South Africa: Western Cape High Court, Cape Town

You are here:
SAFLII >>
Databases >>
South Africa: Western Cape High Court, Cape Town >>
2008 >>
[2008] ZAWCHC 149
| Noteup
| LawCite
Baumann NO and Others v Jacobs and Others (845/2008) [2008] ZAWCHC 149 (27 February 2008)
Download original files |
IN
THE HIGH COURT OF SOUTH AFRICA
(CAPE OF GOOD HOPE PROVINCIAL
DIVISIONS)
CASE NO: 845/2005
DATE: 27 FEBRUARY 2008
In the matter between:
HERRN SEBASTIAN BAUMANN N.O 1st Applicant
SAMUEL SPYCHER 2nd Applicant
JOHANNES SPYCHER 3rd Application
RACHEL SPYCHER 4th Applicant
THERESE SPYCHER 5th Applicant
DAVID SPYCHER 6th Applicant
And
TABEA JACOBS 1st Respondent
CLIFFORD JACOBS 2nd Respondent
TABEA INVESTMENT HOLDINGS CC 3rd Respondent
JUDGMENT
(Application for Leave to Appeal)
BOZALEK, J:
[1] On 14 December 2007 I ruled that the plaintiffs in this matter could substitute one Swiss executor for another in this action and join a further plaintiff. Defendants, respondents in the opposed application, now wish to appeal my ruling either to the Full Bench of this Court or the Supreme Court of Appeal.
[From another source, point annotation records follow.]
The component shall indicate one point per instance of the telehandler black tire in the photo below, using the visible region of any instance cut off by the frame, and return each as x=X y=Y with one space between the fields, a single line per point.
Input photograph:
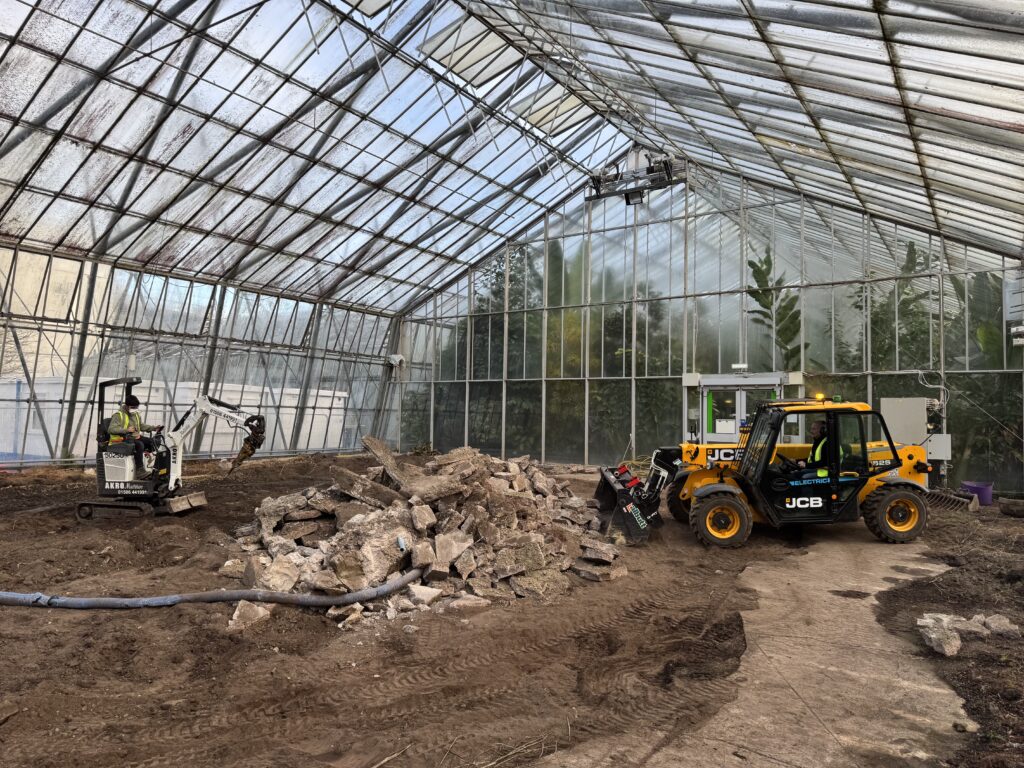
x=896 y=515
x=721 y=520
x=679 y=509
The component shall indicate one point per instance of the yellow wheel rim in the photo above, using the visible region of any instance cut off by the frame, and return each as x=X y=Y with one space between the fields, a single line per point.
x=722 y=522
x=902 y=515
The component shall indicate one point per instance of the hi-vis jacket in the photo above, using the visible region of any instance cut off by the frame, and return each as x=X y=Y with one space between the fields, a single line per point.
x=123 y=423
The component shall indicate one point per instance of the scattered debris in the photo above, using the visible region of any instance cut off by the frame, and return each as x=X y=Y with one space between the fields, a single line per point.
x=944 y=632
x=482 y=529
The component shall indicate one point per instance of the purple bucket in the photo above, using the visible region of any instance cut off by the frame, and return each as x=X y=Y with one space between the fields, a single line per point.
x=982 y=489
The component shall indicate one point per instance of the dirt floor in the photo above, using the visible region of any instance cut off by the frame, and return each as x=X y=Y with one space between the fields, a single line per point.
x=986 y=550
x=505 y=687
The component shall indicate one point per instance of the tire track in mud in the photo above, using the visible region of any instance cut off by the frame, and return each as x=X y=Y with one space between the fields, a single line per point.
x=622 y=693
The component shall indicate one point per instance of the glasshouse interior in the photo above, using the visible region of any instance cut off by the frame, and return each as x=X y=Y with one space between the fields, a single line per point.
x=476 y=383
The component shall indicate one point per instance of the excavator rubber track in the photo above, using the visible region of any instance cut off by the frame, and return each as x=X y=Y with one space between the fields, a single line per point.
x=101 y=509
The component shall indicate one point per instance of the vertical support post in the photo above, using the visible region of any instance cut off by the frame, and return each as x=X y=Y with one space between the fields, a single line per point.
x=470 y=333
x=803 y=283
x=686 y=298
x=544 y=347
x=585 y=325
x=76 y=379
x=505 y=349
x=307 y=373
x=433 y=369
x=211 y=353
x=633 y=349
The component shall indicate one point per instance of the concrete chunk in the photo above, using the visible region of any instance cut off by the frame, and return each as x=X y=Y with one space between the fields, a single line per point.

[2] Two questions initially arise, namely whether the order is appealable and secondly, the prospects of success of any such appeal. At the risk of putting the cart before the horse I shall deal firstly with the second question.
[3] I do not propose to traverse again the merits of the opposing arguments on the issue of whether the substitution is competent or not. Mr Binns-Ward argued that it is not competent, simply put, because the action is one on behalf of a deceased estate and since the first Swiss administrator's appointment was set aside as unlawful, the summons which commenced the action in his name as first plaintiff was a nullity. The effect of substituting the executor or administrator subsequently appointed was, he argues, to purport to cure that nullity, impermissibly so.
[4] This conclusion depends not only on the facts in this matter but on the relevant case law. The facts in the application, although not always easy to divine, can be interpreted as supporting this conclusion. Secondly, there is authority which supports the approach contended for by the respondents, most notably the case of Van Heerden v Du Plessis 1969(3) SA at 298 (O). In my view, there is thus a reasonable prospect of another Court arriving at conclusion different to this Court's conclusion.
[5] As regards the appealability of the judgment, the position is, in my view, somewhat less clear because here we are deafing with an interlocutory application. The question is then is whether the judgment or order made has a final and definitive effect on the main action. Furthermore, the Court must also take into account in this situation that the proper approach is a more flexible one where the Court will have regard to whether an appeal against the interlocutory decision will lead to a more expeditious and cost-effective decision-making process.
[6] I have said that there are reasonable prospects that another Court may find that the summons was a nullity from the outset. Certainly, in the light of my order it is not open to the trial Court to find in the main trial that Baumann is not, for the purposes of the action, the administrator of the estate and thus, probably, that the summons was regular. If, however, the summons is a nullity it may well spell the end of this particular action, if not the end of the claim itself.
[7] In the circumstances, on balance, I consider that although the issues of the merits of the appeal and the order's appealability are interlinked, this Court's judgment is appealable or at least there are reasonable prospects that another Court will find that it is appealable.
[8] I am, therefore, inclined to grant leave to appeal. As far as the forum for the appeal is concerned, Mr Binns-Ward submits that leave should be granted to the Supreme Court of Appeal. There Is not inconsiderable authority on the general point of the substitution of a plaintiff in similar circumstances but there is, in my view, no authority directly on point. Existing authority appears also to reveal to some extent at least that the conflicting tugs of what can be termed a technical approach as opposed to one which places greater emphasis on substance rather than form.
[9] The facts of this case are, moreover, unusual and less than straightforward. The point at issue has considerable importance for the parties and the future of
the action. The record is also not onerous. In the circumstances I consider that this is a matter which warrants the attention of the Supreme Court of Appeal rather than the Full Bench of this Court.
[10] In the result, leave to appeal to the Supreme Court of Appeal on the grounds set out in respondents' notice of application for leave to appeal is granted. The costs of this application, including the costs of two counsel, will be costs in the appeal.